DIRECTED EVOLUTION AS A GUIDED EXPLORATION OF THE ECOLOGICAL STRUCTURE–FUNCTION LANDSCAPE

Before we describe how directed evolution may help us explore the ecological structure–function landscape in search of communities with optimal traits, it is important to clarify what we mean by the ecological structure–function landscape and in what ways it differs from the genotype–phenotype map. This will help us better appreciate the differences that exist between directed evolution above and below the organismal level.
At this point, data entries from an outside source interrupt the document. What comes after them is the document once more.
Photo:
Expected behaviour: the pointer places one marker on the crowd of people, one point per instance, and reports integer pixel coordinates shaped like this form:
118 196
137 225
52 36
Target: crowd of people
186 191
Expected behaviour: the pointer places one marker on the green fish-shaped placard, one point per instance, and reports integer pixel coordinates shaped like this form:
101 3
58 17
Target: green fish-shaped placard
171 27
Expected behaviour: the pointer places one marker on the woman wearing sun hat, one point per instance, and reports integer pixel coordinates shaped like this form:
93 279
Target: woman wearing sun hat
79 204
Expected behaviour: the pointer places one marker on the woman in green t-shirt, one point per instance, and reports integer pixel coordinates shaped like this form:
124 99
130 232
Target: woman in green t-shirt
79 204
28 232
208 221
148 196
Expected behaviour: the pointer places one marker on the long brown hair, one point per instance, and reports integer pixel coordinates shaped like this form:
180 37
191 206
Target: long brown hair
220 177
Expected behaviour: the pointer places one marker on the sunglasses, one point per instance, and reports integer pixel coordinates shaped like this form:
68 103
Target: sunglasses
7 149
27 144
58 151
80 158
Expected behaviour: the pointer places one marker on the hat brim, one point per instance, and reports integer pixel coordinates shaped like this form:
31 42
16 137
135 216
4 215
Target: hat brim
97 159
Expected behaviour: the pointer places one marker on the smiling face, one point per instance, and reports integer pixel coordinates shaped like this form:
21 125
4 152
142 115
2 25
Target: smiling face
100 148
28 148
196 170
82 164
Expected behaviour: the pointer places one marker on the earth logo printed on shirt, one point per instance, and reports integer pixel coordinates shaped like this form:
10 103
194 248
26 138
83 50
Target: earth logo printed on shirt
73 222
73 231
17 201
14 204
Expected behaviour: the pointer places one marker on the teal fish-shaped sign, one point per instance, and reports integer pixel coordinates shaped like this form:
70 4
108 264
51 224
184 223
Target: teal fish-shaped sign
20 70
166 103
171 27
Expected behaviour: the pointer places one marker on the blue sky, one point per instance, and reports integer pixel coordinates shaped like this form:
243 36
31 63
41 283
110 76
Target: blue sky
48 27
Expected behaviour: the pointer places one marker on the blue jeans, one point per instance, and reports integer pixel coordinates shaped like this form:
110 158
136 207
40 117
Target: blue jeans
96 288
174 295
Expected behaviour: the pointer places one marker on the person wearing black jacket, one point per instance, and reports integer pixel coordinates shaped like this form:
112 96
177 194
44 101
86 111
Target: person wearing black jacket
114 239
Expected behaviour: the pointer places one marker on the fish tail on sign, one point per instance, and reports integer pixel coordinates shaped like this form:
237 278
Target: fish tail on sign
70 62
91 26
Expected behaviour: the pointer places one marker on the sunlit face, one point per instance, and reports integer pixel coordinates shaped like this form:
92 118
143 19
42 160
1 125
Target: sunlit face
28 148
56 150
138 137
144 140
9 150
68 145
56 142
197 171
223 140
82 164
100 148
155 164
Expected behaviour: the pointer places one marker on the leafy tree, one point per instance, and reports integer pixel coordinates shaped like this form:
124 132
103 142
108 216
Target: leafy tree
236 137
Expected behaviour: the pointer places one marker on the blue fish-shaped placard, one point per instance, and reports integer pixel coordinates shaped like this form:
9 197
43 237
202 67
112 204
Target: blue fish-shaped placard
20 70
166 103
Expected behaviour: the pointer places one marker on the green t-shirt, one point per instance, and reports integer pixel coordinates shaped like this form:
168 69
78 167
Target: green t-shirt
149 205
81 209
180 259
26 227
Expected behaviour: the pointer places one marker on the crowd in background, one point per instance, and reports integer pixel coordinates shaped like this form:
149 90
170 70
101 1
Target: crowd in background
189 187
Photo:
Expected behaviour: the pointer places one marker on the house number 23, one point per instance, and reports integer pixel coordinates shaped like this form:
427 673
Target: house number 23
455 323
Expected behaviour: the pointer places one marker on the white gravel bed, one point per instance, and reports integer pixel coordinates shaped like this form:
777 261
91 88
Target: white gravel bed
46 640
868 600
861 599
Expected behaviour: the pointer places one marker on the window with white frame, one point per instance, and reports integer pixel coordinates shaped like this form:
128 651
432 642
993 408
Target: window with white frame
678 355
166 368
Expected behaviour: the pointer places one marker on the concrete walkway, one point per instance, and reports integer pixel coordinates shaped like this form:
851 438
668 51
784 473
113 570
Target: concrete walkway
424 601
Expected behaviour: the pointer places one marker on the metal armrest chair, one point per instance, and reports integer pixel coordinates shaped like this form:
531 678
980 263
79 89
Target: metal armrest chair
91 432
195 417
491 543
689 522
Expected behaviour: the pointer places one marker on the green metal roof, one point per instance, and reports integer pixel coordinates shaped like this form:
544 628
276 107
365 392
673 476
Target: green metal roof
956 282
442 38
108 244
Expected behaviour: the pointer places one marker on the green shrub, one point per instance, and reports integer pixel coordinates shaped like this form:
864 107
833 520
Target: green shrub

The Dynamical Ecological Structure–Function Landscape of Microbial Communities

Much like a fitness landscape is a map of genotypes to phenotypes, the ecological structure–function landscape is a map between community composition (i.e., the vector of abundances of all taxa in the community) and the traits (or functions) of the community (see the section titled Appendix: The Structure–Function Landscape). The idea that community composition impacts emergent or collective community functions is an old one in ecology (67, 85, 106, 107, 117). In recent years, the structure–function landscape of microbial communities has been explicitly formalized (4547, 94, 95) and combinatorially explored (10, 28, 32, 4547, 52, 54, 58, 94, 101) by mapping numerous different combinations of bacteria with one or more of their quantitative collective-level properties.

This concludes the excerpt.